2
votes

Storm Topology reads data from kafka and write into cassandra tables

In Storm i am creating cassandra cluster connection and session in prepare method.

cassandraCluster = Cluster.builder().withoutJMXReporting().withoutMetrics()
            .addContactPoints(nodes)
            .withRetryPolicy(DowngradingConsistencyRetryPolicy.INSTANCE)
            .withReconnectionPolicy(new ExponentialReconnectionPolicy(100L,
                    TimeUnit.MINUTES.toMillis(5)))
            .withLoadBalancingPolicy(
                    new TokenAwarePolicy(new RoundRobinPolicy()))
            .build();

session = cassandraCluster.connect(keyspace);

In execute method i can process the tuple and save it in cassandra table

Suppose if i want to write data from single tuple into multiple table Writing separate bolt for each table will be good choice. But i have to create cluster connection and session each table in each bolt.

But in this link single connection per cluster will be a good idea for performance http://www.datastax.com/dev/blog/4-simple-rules-when-using-the-datastax-drivers-for-cassandra

Did any of you have any idea on creating cluster connection in one bolt and use this connection in other bolt?

1
I dont know enought about apache storm to comment here but a quick look at the docs seems to show that you carry out discreet operations in "bolts". You might want to explain a bit more about this in your question for users of Cassandra and the drivers. It is correct you need to ideally keep the one session open. If you can share objects between each botl then could you not make your session object a public object shared across each "bolt"? - markc
@markc it's not really possible to share objects across bolts because bolts are distributed across physically separate machines. The best one can do here is maintain one cluster/session per bolt but that seems to contradict the best practices described in the link. I don't know enough about Cassandra to say if that's ok or not. - Ryan Walker
@RyanWalker right ok thanks for clearing that up. Makes sense. It would probably make sense to create a session per bolt then. A cassandra cluster can have many clients connected however the reason its advised to keep one session open is just to avoid setting up and tearing down the connections. As long as the bolt itself is persistent then the session object can be a child of that I would say. Once a connection is established the driver will provide a connection pool into the cluster. See: github.com/datastax/java-driver/tree/3.x/manual/pooling - markc

1 Answers

0
votes

It depends on how storm allocates the bolts and spouts to the workers. You can't assume that you can can share connections between bolts because they might be running in different workers (read: JVMs) or on different nodes entirely.

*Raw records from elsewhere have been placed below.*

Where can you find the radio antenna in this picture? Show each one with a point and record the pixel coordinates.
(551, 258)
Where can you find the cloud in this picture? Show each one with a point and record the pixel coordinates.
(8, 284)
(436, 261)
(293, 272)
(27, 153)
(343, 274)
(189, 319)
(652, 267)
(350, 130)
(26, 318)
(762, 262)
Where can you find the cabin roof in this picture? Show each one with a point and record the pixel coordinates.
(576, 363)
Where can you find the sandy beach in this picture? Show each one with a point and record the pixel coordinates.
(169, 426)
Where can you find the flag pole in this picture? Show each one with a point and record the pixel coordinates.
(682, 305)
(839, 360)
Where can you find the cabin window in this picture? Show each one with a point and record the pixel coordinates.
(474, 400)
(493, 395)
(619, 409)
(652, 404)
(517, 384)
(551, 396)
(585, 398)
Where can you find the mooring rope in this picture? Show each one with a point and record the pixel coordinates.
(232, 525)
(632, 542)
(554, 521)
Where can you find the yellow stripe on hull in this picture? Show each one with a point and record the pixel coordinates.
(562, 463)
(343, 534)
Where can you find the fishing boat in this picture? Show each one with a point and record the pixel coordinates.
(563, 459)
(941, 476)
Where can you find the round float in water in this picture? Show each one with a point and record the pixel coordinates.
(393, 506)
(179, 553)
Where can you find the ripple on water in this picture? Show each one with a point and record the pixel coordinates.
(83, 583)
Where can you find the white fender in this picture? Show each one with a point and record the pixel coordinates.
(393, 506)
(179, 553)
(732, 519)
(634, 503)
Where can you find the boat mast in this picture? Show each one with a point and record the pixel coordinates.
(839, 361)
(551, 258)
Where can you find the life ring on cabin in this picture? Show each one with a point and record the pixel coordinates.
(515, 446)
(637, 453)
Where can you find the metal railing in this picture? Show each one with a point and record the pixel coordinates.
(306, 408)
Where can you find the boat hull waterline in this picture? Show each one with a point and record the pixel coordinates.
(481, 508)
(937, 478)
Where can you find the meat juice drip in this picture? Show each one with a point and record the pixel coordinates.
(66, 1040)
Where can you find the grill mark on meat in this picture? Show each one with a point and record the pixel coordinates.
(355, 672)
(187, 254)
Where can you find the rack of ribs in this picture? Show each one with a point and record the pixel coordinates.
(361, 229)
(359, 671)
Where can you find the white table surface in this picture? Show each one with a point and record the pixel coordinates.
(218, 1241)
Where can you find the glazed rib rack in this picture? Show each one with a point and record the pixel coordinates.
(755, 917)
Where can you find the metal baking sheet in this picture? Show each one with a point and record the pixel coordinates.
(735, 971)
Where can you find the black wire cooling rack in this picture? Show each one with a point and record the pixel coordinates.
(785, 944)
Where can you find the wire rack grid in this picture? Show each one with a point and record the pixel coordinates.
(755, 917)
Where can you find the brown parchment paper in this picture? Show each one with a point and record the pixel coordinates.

See my answer here: Mongo connection pooling for Storm topology

Might look something like this pseudocode:

public class CassandraBolt extends BaseRichBolt {
    private static final long serialVersionUID = 1L;
    private static Logger LOG = LoggerFactory.getLogger(CassandraBolt.class);
   OutputCollector _collector;

   // whatever your cassandra session is
   // has to be transient because session is not serializable
   protected transient CassandraSession _session;

    @SuppressWarnings("rawtypes")
    @Override
    public void prepare(Map stormConf, TopologyContext context, OutputCollector collector) {
        _collector = collector;

      // maybe get properties from stormConf instead of hard coding them
        cassandraCluster = Cluster.builder().withoutJMXReporting().withoutMetrics()
            .addContactPoints(nodes)
            .withRetryPolicy(DowngradingConsistencyRetryPolicy.INSTANCE)
            .withReconnectionPolicy(new ExponentialReconnectionPolicy(100L,
                    TimeUnit.MINUTES.toMillis(5)))
            .withLoadBalancingPolicy(
                    new TokenAwarePolicy(new RoundRobinPolicy()))
            .build();

      _session = cassandraCluster.connect(keyspace);
    }

    @Override
    public void execute(Tuple input) {
        try {
            // use _session to talk to cassandra

        } catch (Exception e) {
            LOG.error("CassandraBolt error", e);
            _collector.reportError(e);
        }   
    }


    @Override
    public void declareOutputFields(OutputFieldsDeclarer declarer) {
        // TODO Auto-generated method stub
    }
}